Enfin, entre cette école classique du jour et celle dont M. Sardou est un des représentans se place une sorte de tiers système qui a pour marque de rejeter également et la sécheresse exagérée des novateurs du premier groupe et les hardiesses intempérantes de ceux du second. À l’Odéon, les Plumes de paon, de M. Leroy, sont un exemple de cette autre forme de littérature dramatique. Le mouvement et la vivacité n’y manquent point. On n’est plus ici dans un monde froid et abstrait ; la réalité revêt un aspect qui plaît et entraîne. On raisonne moins et on agit plus.

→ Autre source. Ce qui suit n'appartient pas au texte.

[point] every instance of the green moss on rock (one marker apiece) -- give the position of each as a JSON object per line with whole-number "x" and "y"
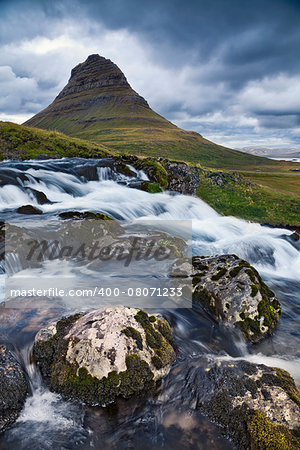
{"x": 219, "y": 274}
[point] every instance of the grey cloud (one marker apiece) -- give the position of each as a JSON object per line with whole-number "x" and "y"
{"x": 202, "y": 56}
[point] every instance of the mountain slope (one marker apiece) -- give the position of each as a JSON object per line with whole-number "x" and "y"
{"x": 22, "y": 142}
{"x": 98, "y": 104}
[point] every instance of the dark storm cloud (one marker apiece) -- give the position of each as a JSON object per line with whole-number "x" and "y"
{"x": 213, "y": 63}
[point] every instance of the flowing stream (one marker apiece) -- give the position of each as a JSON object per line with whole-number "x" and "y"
{"x": 168, "y": 419}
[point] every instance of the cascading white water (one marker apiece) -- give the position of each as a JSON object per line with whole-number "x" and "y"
{"x": 46, "y": 419}
{"x": 213, "y": 234}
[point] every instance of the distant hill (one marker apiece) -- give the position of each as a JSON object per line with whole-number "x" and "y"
{"x": 284, "y": 152}
{"x": 99, "y": 105}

En même temps que l’esprit pétille, le cœur se donne librement carrière. Sans afficher la prétention d’endoctriner magistralement le public, M. Leroy est entré au vif de certaines mœurs littéraires du jour et en a tracé un heureux tableau. À part quelques situations visiblement trop chargées, ainsi qu’il arrive souvent dans les comédies de ce genre preste et aisé, la pièce est spirituelle, bien conduite et ne languit pas. Des trois sortes de littérature dramatique qui viennent d’occuper un instant notre attention, cette dernière est certainement celle dont le relief et la vérité sont le plus sensibles à cette heure ; mais, il ne faut pas se le dissimuler, le genre indécis et tourmenté sur lequel nous avons insisté volontairement paraît apporter une grande opiniâtreté dans la recherche de sa forme et de son expression. Il est clair que, dans l’état où est aujourd’hui la scène française, le foyer principal de fermentation se trouve là : il s’agit seulement d’en faire jaillir une flamme vivace. Quant au théâtre aligné à l’aide de l’équerre et du compas, on ne risque rien, jusqu’à nouvel ordre, à douter de sa force vitale et de son avenir ; dans cette comédie solennelle, qui paraît être si sûre d’elle-même, et ne voir dans la nudité qu’un moyen de faire ressortir ses prétendues perfections esthétiques, il y a certes moins de promesses pour l’art due dans les élémens troubles et multiples de ce genre mixte qui n’en est encore, on l’a vu, qu’aux essais et aux tâtonnemens.


JULES GOURDAULT.


V. DE MARS.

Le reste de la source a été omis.